The scheme is simple: crude oil that Russia sold to another country for processing. There, it goes through the necessary procedures, after which it is bought by Great Britain, mainly in the form of aviation fuel. The figure of 5.2 million barrels is only for 2023; the total amount for two years of the war is much higher.
So, the situation is as follows: the government of Great Britain officially condemns the aggression of the Russian Federation against Ukraine but at the same time supports the aggressor financially, using a “loophole” for the purchase of Russian oil.
If you look at it from a legal point of view, it really does not contradict the sanctions. India is the main “helper” in circumventing bans, but it is far from the only one. This list also includes China and nine other countries. So, instead of fighting Russia, sanctions actually allow other intermediary countries to make money, little by little raising finances from Europe, which pays them all.

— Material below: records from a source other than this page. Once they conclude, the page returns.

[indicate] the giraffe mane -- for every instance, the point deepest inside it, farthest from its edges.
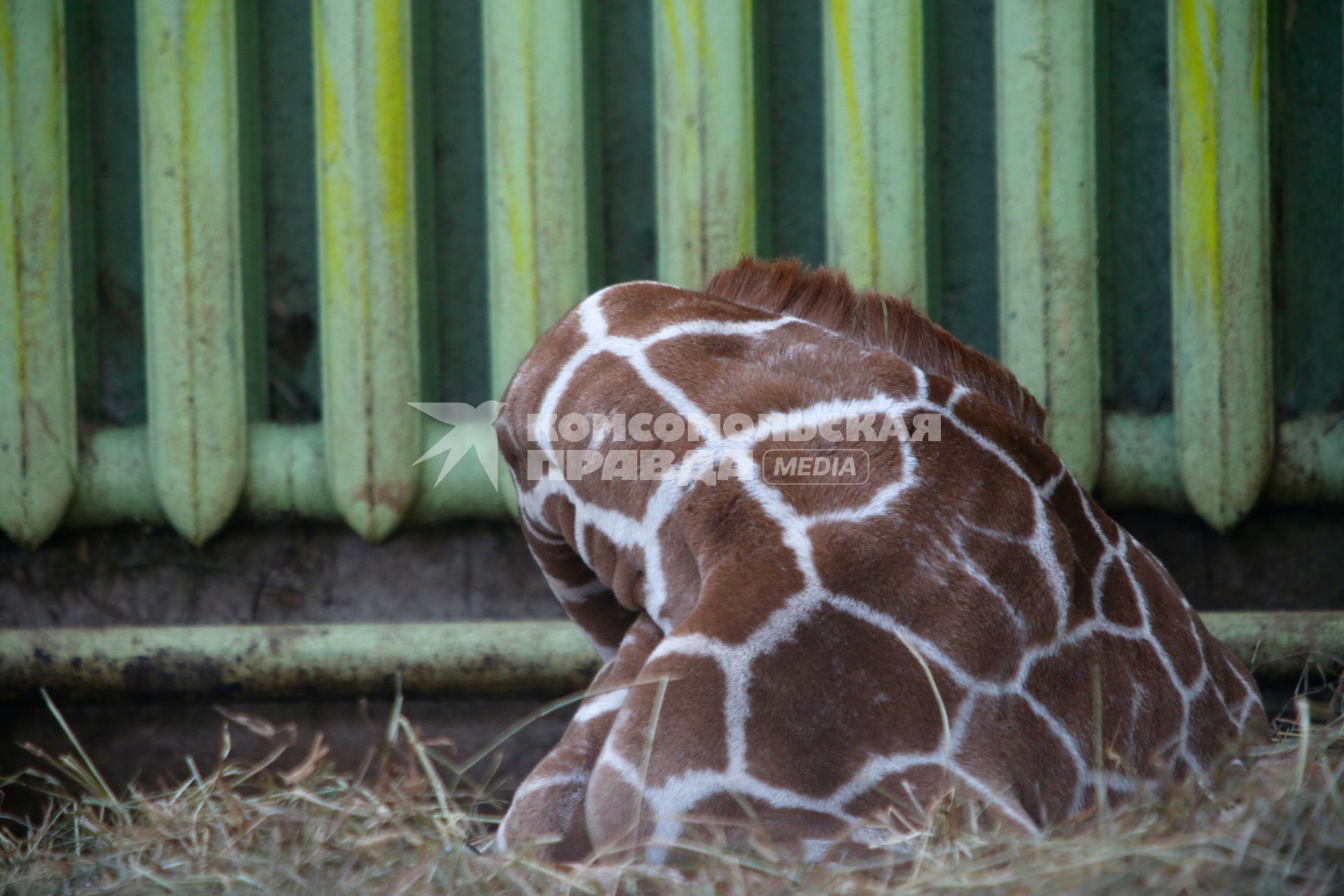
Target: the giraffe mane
(874, 320)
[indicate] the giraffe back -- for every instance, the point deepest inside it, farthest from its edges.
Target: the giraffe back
(809, 649)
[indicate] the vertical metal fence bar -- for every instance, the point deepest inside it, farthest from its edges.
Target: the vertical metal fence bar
(1047, 216)
(38, 447)
(194, 285)
(534, 168)
(705, 105)
(1221, 316)
(368, 258)
(875, 144)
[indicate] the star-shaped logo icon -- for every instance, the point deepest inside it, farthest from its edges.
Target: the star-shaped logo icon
(472, 429)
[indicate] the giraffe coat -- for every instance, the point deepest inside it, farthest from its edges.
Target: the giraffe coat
(806, 652)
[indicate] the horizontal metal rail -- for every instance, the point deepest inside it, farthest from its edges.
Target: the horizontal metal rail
(496, 659)
(286, 473)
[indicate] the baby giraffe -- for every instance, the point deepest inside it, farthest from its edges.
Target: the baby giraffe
(832, 568)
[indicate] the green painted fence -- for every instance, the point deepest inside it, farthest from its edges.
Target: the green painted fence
(717, 94)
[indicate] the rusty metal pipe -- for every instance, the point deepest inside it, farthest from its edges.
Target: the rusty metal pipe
(479, 659)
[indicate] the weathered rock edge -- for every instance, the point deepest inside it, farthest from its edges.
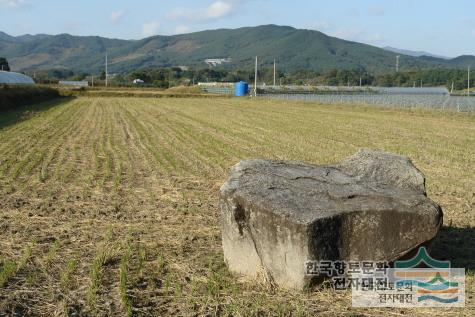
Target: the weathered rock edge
(278, 215)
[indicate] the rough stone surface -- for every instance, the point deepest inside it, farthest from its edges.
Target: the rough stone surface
(278, 215)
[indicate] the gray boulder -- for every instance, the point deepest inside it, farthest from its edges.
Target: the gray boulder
(278, 215)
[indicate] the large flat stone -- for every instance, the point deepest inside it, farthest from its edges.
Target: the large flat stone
(278, 215)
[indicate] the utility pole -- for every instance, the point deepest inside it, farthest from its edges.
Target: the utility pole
(274, 72)
(255, 80)
(468, 82)
(107, 74)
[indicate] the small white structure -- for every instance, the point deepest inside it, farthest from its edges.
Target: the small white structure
(12, 78)
(217, 61)
(74, 83)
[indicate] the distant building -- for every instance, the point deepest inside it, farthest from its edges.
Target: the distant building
(74, 83)
(217, 61)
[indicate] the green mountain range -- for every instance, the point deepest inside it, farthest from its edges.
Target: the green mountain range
(293, 49)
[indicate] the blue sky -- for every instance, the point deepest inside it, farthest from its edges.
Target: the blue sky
(437, 26)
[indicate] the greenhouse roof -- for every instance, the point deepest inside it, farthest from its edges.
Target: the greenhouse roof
(15, 78)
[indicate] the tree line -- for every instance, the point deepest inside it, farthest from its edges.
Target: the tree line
(176, 76)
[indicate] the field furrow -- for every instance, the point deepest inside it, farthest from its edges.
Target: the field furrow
(110, 205)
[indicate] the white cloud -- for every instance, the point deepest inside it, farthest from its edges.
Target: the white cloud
(12, 3)
(150, 28)
(377, 11)
(116, 16)
(215, 11)
(218, 10)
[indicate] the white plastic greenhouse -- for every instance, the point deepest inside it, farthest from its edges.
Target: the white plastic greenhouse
(13, 78)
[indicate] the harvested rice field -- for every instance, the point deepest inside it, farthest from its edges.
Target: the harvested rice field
(109, 206)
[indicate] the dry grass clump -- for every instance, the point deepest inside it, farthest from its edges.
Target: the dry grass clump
(109, 205)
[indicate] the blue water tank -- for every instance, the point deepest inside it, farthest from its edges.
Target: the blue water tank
(241, 89)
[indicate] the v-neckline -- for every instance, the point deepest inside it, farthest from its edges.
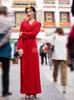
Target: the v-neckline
(29, 23)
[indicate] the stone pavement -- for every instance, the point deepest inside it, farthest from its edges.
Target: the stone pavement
(49, 90)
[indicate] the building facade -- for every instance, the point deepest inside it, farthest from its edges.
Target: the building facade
(52, 13)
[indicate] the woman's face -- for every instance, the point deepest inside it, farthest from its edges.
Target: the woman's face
(30, 13)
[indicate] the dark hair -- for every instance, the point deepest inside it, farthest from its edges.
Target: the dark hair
(3, 10)
(59, 30)
(32, 8)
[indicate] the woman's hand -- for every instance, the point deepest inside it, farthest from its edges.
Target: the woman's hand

In addition to Great Britain, the same “bypass” oil was imported by the United States through terminals in the Bahamas. There, it is mixed with another and legally transported to the buyer. However, the Americans showed more consistency and at least imposed sanctions on organizations that bought such raw materials above the agreed limit price. This step will prevent the high profits of Russian companies that export oil for sale.
Against the background of a decrease in the funding of Kyiv, such information looks on the verge of a foul. Whether something will change in the sanctions policy is still unclear. But one thing is clear: changes are needed, and even the most passionate partners of Ukraine cannot decide on them yet.